Not commodity specific

Practices

  • Education and Training: networking, technical assistance
  • Pest Management: integrated pest management

    Proposal abstract:

    Small farmers in the southern region of the U.S. face serious challenges in managing plant diseases, weeds, and insects in crops and forest ecosystems. Yield losses due to sub-tropical climate conditions, weather extremes (e.g., hurricanes, drought, tornados), and pest outbreaks have been substantial. Socially disadvantaged small farmers are more vulnerable to losses due to lack of Integrated Pest Management (IPM) knowledge, limited resources, and challenging circumstances for managing plant pests.  Typically, most IPM projects have focused on large farms.
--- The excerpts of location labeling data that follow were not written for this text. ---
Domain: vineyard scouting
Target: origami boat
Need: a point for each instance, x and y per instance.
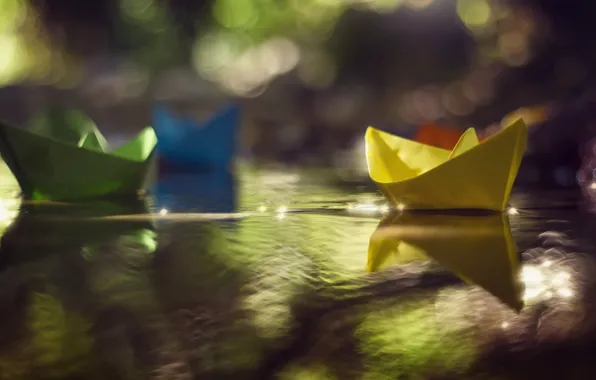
(478, 249)
(473, 175)
(43, 229)
(70, 161)
(185, 142)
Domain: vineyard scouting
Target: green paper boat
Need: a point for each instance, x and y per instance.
(63, 156)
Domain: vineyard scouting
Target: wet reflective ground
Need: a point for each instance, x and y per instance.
(266, 277)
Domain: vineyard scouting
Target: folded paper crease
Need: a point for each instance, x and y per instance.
(474, 175)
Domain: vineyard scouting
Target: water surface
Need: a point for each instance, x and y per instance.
(265, 276)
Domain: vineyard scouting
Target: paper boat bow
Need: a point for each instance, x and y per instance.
(186, 142)
(473, 175)
(65, 157)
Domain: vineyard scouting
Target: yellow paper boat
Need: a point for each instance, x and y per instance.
(478, 249)
(473, 175)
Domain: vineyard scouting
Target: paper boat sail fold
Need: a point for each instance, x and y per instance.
(473, 175)
(72, 161)
(187, 142)
(478, 249)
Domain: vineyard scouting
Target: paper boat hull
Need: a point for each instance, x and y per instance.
(51, 170)
(481, 178)
(183, 143)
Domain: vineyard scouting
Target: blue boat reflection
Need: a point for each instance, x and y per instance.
(209, 192)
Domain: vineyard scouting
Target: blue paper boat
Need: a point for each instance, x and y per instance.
(184, 142)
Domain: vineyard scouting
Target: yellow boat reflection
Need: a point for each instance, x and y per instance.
(479, 249)
(473, 175)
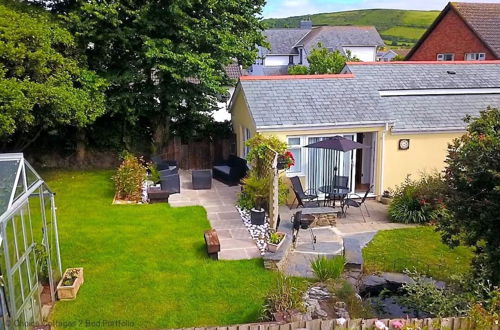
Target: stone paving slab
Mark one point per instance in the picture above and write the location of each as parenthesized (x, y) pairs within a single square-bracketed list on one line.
[(219, 202)]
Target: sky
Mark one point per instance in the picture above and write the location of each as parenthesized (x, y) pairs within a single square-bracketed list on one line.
[(286, 8)]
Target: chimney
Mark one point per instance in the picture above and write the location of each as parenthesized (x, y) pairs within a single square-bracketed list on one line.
[(306, 24)]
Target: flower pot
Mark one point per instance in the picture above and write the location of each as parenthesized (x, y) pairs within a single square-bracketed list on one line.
[(271, 247), (257, 217), (282, 164), (69, 292), (385, 200)]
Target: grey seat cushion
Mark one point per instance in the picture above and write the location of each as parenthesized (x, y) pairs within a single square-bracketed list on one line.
[(223, 168)]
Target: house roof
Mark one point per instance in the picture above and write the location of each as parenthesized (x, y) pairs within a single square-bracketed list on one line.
[(341, 36), (482, 18), (411, 96), (233, 71), (285, 41)]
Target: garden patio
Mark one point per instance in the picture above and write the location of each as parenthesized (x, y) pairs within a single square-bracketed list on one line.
[(154, 256)]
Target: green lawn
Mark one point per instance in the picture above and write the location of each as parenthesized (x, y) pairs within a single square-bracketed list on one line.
[(146, 264), (420, 247)]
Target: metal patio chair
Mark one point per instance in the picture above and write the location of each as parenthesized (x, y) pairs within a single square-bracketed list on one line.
[(350, 202), (303, 198)]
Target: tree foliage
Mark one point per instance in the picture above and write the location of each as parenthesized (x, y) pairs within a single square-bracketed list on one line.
[(323, 61), (42, 82), (164, 59), (473, 179)]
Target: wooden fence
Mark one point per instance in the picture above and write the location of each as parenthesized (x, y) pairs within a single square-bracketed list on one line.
[(452, 323), (199, 154)]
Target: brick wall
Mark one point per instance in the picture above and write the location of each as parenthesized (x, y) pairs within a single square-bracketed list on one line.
[(451, 35)]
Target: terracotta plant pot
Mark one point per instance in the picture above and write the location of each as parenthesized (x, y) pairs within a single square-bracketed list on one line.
[(69, 292), (271, 247), (257, 217)]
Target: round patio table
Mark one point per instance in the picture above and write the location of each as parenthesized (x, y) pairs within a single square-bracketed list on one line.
[(335, 192)]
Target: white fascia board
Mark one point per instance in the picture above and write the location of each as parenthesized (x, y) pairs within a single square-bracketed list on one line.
[(428, 130), (301, 127), (440, 91)]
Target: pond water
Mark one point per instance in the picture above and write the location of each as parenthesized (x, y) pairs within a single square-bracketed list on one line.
[(386, 303)]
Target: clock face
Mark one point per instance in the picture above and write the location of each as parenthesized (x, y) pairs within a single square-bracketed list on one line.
[(404, 144)]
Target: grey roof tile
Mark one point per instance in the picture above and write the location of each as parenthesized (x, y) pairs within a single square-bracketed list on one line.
[(288, 102)]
This is a unique project in that it addresses Small Farm IPM.  Alcorn’s agriculture research and extension program has created a niche in serving small farmers in Mississippi. Leveraging on this strength, Alcorn is taking the lead in organizing a multi-state-territory interdisciplinary IPM working group of 1890 Land-Grant Universities, and uniting with a diverse group of small farmers, entrepreneurs, students, and agricultural alliances to address key agricultural problems and identify IPM research and extension needs of small farmers.

    Project objectives from proposal:

    The specific objectives identified for the 1890 Small Farm IPM Working Group proposal are:

    Objective 1: Unite farmers, students, community groups, and stakeholders across 4 southern states and 1 territory.
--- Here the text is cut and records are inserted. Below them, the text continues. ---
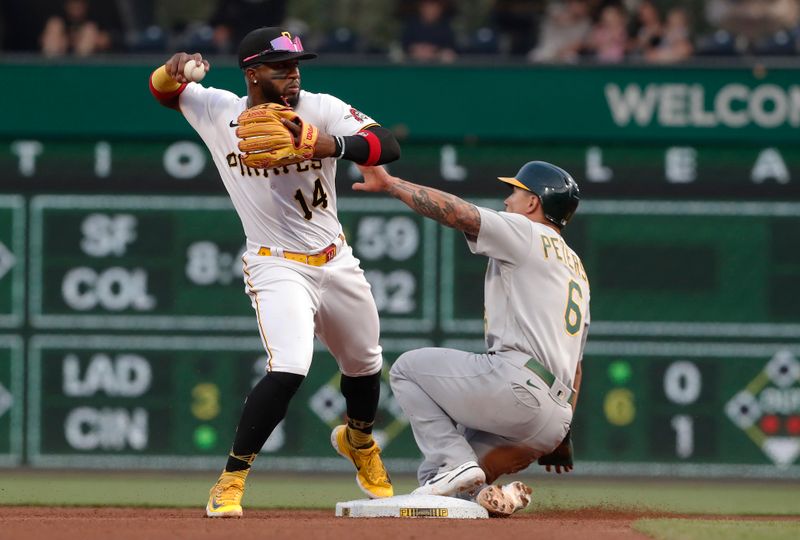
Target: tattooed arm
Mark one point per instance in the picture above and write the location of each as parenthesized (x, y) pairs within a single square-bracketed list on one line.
[(443, 207)]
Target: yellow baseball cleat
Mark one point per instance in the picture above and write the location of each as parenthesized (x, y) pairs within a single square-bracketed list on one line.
[(371, 475), (225, 498)]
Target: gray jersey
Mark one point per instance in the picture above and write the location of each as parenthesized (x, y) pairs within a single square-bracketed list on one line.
[(536, 292)]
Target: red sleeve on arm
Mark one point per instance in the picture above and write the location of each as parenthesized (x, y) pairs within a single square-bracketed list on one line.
[(374, 147)]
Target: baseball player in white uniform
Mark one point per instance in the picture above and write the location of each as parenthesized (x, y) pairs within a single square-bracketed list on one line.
[(478, 416), (299, 271)]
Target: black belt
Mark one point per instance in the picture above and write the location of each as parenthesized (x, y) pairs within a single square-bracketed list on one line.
[(549, 379)]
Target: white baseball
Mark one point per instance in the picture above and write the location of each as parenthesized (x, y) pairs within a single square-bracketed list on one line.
[(193, 72)]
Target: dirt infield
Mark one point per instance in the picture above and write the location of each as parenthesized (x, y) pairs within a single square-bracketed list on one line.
[(25, 523)]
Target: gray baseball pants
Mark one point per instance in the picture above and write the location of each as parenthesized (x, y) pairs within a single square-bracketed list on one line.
[(461, 405)]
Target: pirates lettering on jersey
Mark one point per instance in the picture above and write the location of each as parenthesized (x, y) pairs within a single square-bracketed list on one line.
[(235, 160), (555, 249)]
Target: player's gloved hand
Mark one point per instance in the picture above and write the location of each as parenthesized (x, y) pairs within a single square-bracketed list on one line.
[(266, 139), (560, 458)]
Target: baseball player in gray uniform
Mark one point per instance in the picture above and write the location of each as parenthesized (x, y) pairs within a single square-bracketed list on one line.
[(478, 416), (301, 275)]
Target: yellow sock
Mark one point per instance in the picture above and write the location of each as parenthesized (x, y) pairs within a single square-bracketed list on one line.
[(239, 474), (359, 439)]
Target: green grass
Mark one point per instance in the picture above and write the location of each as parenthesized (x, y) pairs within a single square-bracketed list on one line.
[(266, 490), (697, 529)]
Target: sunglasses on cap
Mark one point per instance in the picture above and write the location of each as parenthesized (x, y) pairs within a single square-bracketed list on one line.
[(280, 44)]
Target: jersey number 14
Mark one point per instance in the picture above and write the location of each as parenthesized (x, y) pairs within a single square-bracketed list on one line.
[(319, 198)]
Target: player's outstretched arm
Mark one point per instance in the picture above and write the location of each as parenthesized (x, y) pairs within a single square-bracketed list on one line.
[(443, 207), (168, 81)]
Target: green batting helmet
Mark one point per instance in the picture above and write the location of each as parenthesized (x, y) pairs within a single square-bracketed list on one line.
[(553, 185)]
    Objective 2: Identify key problems to multiple agricultural systems, targeting small farms - urban and rural.

    Objective 3: Choose a combination of practical, safe, innovative and adaptive management strategies within a cropping system to minimize pests and other agricultural challenges.

    Objective 4: Extend knowledge to users via publishing identified bulletins, holding on-farm workshops and trainings.

    Objective 5: Produce a roadmap to assist the team in writing a multi-state-territory grant.

    Objective 6: Evaluate the effectiveness and impact of the IPM working group proposal meeting.

    Any opinions, findings, conclusions, or recommendations expressed in this publication are those of the author(s) and do not necessarily reflect the view of the U.S. Department of Agriculture or SARE.